Moneycab.com: Herr Gutknecht, neustark hat eine Lösung entwickelt, die atmosphärisches CO2 dauerhaft in Rückbaubeton speichert. Ist das so komplex, wie es sich anhört?

Valentin Gutknecht: Nein. Im Grunde verschnellern wir um ein Vielfaches einen Vorgang, genannt Carbonatisierung, der auch in der Natur stattfindet. Gebäude und Gebirge nehmen über Jahre bis Jahrhunderte CO2 auf. Indem wir hochkonzentriertes CO2 mit Abbruchbeton in Kontakt bringen, passiert diese Aufnahme innert weniger Stunden.

Wenn wir die einzelnen Schritte anschauen – wie wird das CO2 eingefangen?

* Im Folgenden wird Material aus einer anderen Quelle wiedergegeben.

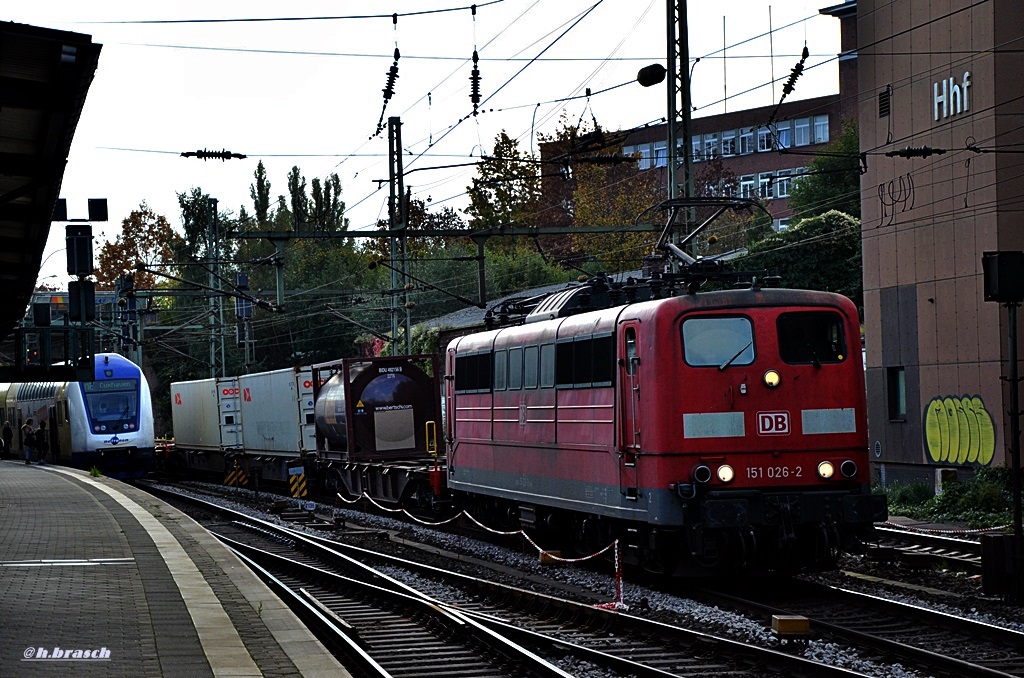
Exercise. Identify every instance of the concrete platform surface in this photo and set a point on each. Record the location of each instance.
(98, 578)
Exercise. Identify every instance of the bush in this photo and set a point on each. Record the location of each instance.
(984, 501)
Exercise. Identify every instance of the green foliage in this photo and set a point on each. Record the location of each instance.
(821, 253)
(833, 181)
(983, 501)
(145, 238)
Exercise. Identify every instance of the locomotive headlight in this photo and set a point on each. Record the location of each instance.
(701, 473)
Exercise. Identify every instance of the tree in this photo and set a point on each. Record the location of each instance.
(615, 196)
(198, 214)
(820, 253)
(328, 210)
(144, 238)
(260, 193)
(833, 181)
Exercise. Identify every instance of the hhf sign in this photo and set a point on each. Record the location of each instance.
(948, 98)
(773, 423)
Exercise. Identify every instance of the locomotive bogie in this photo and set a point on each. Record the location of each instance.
(731, 423)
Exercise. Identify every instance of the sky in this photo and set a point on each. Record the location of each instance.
(308, 92)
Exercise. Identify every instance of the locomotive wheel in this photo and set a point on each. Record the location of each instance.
(333, 481)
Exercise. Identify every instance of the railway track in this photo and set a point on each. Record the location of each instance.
(890, 632)
(918, 549)
(551, 627)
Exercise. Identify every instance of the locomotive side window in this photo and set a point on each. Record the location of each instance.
(811, 338)
(718, 341)
(547, 366)
(501, 368)
(515, 369)
(631, 351)
(584, 363)
(473, 373)
(529, 368)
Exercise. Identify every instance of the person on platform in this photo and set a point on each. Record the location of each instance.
(28, 439)
(8, 438)
(42, 441)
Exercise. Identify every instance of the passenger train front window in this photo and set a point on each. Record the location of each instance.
(718, 341)
(811, 338)
(113, 405)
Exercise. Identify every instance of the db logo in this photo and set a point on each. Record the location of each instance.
(773, 423)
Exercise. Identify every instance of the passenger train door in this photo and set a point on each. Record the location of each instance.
(629, 404)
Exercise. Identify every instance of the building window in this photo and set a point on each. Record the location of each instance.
(662, 154)
(821, 129)
(896, 386)
(747, 140)
(783, 134)
(644, 156)
(782, 183)
(711, 145)
(802, 131)
(885, 101)
(748, 184)
(729, 142)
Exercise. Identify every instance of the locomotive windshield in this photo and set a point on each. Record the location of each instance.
(112, 404)
(718, 341)
(811, 337)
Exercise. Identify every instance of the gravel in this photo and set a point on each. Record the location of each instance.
(522, 568)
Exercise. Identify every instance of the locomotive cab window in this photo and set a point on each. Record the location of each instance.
(501, 370)
(811, 338)
(473, 373)
(585, 362)
(718, 341)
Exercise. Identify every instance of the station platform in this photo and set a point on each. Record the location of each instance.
(98, 578)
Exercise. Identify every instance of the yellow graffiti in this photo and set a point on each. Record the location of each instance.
(958, 431)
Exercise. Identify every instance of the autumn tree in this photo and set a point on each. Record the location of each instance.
(506, 191)
(145, 238)
(260, 193)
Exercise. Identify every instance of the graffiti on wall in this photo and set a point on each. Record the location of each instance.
(958, 430)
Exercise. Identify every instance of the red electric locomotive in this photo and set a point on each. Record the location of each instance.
(711, 432)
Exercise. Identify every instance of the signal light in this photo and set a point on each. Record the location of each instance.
(826, 470)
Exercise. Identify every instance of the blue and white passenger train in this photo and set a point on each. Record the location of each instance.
(107, 423)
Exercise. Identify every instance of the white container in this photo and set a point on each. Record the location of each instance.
(230, 416)
(195, 415)
(278, 412)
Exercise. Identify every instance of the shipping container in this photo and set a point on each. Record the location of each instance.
(278, 412)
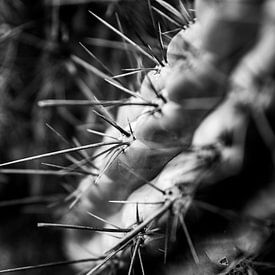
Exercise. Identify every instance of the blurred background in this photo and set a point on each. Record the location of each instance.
(37, 41)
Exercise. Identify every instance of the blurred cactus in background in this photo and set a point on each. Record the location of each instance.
(138, 136)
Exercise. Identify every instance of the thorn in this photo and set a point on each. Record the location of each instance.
(139, 228)
(131, 130)
(103, 220)
(167, 17)
(125, 90)
(114, 124)
(189, 241)
(40, 172)
(81, 227)
(172, 10)
(109, 257)
(136, 248)
(161, 43)
(130, 59)
(60, 152)
(139, 202)
(102, 134)
(56, 132)
(137, 214)
(158, 95)
(141, 262)
(29, 201)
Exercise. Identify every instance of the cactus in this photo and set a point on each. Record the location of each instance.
(157, 195)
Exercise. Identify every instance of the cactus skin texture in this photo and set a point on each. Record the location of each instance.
(192, 143)
(189, 186)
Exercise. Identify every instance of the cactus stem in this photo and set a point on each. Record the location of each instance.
(114, 124)
(89, 103)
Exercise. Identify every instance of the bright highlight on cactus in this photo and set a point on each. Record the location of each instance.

Wir arbeiten mit Biogasanlagen zusammen. Im Rahmen ihres Prozesses entsteht ein Abfallprodukt, CO2, welches normalerweise wieder in die Atmosphäre gelangt. Dort setzen wir an, indem wir das CO2 beim Kamin abfangen und anschliessend verflüssigen, um es transportfähig zu machen. Stand heute (November 2023) haben wir zwei solcher CO2-Quellen: Eine in der Nähe von Bern und eine in Dresden-Klotzsche. Darüber hinaus haben werden wir in den kommenden Monaten weitere Kooperationen mit Biogasanlagen verkünden.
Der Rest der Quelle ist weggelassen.